27. A nurse is preparing to administer albuterol syrup 1.6 mg PO tid. Available is albuterol 2 mg/5mL. How many mL should the nurse administer per dose? (Round the answer to the nearest whole number. Use a leading zero if it applies. Do not use a trailing zero.)

4 mL

13. A nurse is preparing to suction a client who has a tracheostomy. Identify the sequence of actions the nurse should take. (Move the steps into the box on the right, placing them in the order of performance. Use all the steps.) A. Adjust the suction. B. Apply suction while rotating the catheter. C. Don sterile gloves. D. Check the function of the suction catheter. E. Insert the catheter without suction. F. Hyperoxygenate the client. Assess for secretion clearance.

A. Adjust the suction. C. Don sterile gloves. D. Check the function of the suction catheter. F. Hyperoxygenate the client. E. Insert the catheter without suction. B. Apply suction while rotating the catheter. Assess for secretion clearance.

16. A nurse is caring for a client who has pneumonia and a prescription for oxygen therapy at 5 L/min via nasal cannula. Which of the following actions should the nurse take? A. Attach a humidifier bottle to the base of the flow meter. B. Remove the nasal cannula while the client eats. C. Secure the oxygen tubing to the bed sheet near the client's head. D. Apply petroleum jelly to the nares as needed to soothe mucous membranes.

A. Attach a humidifier bottle to the base of the flow meter. Rationale: Oxygen therapy can dry the mucous membranes. The nurse should attach humidification for a client receiving oxygen greater than 4 L/min via nasal cannula.

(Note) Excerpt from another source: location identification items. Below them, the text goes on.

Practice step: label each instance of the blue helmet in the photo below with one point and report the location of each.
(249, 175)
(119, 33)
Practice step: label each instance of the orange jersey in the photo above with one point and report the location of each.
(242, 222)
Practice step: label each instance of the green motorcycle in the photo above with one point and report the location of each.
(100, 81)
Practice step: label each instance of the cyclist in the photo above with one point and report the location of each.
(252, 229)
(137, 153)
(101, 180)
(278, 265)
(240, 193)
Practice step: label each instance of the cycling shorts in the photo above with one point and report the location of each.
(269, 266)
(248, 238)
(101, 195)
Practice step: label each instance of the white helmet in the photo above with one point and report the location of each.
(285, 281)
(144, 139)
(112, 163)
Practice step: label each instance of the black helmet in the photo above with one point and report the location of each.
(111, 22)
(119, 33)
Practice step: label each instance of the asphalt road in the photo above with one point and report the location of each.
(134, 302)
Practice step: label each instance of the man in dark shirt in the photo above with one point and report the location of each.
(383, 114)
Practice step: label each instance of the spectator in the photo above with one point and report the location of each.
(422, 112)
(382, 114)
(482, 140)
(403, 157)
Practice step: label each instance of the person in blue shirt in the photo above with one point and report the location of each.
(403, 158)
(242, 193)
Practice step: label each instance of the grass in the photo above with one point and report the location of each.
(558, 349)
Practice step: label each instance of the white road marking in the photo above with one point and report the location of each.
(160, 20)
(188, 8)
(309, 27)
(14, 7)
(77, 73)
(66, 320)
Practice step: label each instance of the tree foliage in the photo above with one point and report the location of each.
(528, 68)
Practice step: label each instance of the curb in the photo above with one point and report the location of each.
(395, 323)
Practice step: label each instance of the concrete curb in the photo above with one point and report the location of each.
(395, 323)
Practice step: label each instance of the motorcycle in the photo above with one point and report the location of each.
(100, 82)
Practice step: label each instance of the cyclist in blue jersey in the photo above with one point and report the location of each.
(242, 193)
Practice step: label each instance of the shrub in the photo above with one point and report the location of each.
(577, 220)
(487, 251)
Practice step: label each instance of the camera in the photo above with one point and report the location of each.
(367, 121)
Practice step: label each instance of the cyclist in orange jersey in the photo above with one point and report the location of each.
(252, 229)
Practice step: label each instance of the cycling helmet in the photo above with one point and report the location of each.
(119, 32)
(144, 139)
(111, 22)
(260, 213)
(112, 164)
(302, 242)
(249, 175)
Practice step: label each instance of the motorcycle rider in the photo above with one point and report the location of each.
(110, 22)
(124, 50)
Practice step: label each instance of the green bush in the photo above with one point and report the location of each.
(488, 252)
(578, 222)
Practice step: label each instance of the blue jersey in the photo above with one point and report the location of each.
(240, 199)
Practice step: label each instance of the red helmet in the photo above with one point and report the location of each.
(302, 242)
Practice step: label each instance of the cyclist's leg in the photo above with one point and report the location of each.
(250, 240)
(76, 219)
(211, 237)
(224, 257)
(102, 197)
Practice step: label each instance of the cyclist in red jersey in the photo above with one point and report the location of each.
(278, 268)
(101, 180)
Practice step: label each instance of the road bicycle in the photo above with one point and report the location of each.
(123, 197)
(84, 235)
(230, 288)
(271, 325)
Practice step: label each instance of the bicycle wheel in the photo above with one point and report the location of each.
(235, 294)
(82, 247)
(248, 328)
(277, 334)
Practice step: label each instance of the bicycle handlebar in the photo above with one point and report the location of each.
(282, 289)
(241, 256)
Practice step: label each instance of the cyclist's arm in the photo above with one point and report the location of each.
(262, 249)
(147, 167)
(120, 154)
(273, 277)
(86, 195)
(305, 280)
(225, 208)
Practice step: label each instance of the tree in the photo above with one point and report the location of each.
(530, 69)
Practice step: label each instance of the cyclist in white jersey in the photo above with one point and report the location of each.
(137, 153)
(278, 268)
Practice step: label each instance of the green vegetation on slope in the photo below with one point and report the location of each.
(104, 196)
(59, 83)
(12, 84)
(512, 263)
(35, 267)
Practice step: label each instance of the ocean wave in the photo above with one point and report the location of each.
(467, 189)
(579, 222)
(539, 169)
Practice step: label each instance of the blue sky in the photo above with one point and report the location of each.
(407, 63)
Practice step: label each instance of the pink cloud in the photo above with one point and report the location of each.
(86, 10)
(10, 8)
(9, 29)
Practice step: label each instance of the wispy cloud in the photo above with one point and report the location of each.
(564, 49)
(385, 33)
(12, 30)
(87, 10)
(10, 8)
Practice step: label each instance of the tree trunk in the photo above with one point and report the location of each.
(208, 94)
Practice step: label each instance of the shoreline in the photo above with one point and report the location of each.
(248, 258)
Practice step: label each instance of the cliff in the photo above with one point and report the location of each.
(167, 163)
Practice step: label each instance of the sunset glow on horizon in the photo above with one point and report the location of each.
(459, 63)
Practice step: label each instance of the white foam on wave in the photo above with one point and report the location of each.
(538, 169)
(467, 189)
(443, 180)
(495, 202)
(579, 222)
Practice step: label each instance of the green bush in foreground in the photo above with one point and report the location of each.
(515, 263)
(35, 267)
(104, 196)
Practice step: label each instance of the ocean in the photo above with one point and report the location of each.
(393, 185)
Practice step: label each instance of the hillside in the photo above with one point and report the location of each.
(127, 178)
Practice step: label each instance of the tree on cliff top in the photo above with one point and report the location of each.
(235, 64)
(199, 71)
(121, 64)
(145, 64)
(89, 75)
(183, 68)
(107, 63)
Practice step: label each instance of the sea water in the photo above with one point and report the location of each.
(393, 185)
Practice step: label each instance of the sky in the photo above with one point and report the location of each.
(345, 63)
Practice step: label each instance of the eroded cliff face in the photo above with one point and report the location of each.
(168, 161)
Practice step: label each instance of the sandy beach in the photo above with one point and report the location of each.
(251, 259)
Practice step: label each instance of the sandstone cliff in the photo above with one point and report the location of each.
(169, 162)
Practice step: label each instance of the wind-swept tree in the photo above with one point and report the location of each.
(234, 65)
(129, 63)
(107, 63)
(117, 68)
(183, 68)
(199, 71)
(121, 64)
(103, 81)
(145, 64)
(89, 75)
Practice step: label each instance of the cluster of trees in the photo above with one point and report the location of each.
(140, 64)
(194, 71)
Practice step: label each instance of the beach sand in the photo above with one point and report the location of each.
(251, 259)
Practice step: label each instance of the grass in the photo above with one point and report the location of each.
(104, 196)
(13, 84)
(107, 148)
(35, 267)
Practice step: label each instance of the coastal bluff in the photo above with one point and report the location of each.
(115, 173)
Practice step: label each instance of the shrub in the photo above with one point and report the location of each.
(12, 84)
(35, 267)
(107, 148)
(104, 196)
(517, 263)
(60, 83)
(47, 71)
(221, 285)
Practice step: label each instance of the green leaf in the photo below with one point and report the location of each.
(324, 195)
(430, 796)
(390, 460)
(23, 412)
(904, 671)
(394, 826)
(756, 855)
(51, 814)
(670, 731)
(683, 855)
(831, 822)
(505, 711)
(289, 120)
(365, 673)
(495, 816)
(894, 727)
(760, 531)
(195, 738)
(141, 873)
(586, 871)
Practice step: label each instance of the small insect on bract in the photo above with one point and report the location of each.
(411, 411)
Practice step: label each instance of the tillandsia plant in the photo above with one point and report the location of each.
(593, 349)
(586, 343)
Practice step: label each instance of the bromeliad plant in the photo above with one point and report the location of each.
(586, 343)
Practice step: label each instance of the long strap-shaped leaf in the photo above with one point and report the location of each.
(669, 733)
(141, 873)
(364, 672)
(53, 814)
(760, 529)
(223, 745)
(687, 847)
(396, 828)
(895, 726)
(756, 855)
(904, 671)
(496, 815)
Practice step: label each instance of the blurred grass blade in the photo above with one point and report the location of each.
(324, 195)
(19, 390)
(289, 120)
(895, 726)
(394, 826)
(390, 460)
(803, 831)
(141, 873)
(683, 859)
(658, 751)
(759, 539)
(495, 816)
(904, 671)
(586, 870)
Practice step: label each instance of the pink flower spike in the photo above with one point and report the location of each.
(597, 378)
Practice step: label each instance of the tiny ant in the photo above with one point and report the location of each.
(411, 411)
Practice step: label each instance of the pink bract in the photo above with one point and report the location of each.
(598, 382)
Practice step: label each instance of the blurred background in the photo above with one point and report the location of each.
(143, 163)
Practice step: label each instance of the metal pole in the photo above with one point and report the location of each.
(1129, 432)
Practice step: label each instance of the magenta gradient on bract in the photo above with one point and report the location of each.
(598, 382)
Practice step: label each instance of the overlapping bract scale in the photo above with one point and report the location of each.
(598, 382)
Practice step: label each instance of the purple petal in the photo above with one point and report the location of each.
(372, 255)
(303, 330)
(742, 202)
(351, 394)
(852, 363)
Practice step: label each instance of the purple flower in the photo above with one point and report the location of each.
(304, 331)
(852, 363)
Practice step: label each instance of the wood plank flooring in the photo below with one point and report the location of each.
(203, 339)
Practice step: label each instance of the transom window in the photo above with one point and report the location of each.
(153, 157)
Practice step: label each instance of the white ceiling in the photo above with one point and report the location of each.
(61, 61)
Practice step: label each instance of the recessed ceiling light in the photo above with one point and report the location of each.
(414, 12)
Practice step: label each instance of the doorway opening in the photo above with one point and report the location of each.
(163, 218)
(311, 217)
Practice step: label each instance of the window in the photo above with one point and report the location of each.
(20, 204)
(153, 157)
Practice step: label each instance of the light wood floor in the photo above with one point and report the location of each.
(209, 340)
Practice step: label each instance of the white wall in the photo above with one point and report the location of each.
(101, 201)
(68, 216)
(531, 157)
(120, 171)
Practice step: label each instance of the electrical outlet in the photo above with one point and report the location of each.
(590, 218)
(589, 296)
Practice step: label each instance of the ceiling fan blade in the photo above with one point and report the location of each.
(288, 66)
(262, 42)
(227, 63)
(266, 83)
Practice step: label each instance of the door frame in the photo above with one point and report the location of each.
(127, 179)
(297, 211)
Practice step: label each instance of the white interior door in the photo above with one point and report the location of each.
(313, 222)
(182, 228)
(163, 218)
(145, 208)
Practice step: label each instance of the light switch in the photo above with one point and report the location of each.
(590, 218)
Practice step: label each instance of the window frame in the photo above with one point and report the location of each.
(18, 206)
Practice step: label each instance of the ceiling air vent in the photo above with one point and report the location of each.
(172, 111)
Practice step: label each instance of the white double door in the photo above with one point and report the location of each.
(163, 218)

18. A nurse is auscultating the lungs of a client who has pleurisy. Which of the following adventitious breath sounds should the nurse expect to hear? A. Loud, scratchy sounds B. Squeaky, musical sounds C. Popping sounds D. Snoring sounds

A. Loud, scratchy sounds Rationale: Loud, scratchy sounds caused by inflammation of the pleura are a manifestation of pleurisy.

6. As part of an annual physical examination, a nurse is preparing a client to undergo a chest x-ray. Which of the following instructions should the nurse give the client prior to the procedure? A. Remove all metal necklaces. B. Take several shallow breaths during the procedure. C. Do not eat or drink anything the morning of the test. D. Expect minor discomfort after the procedure.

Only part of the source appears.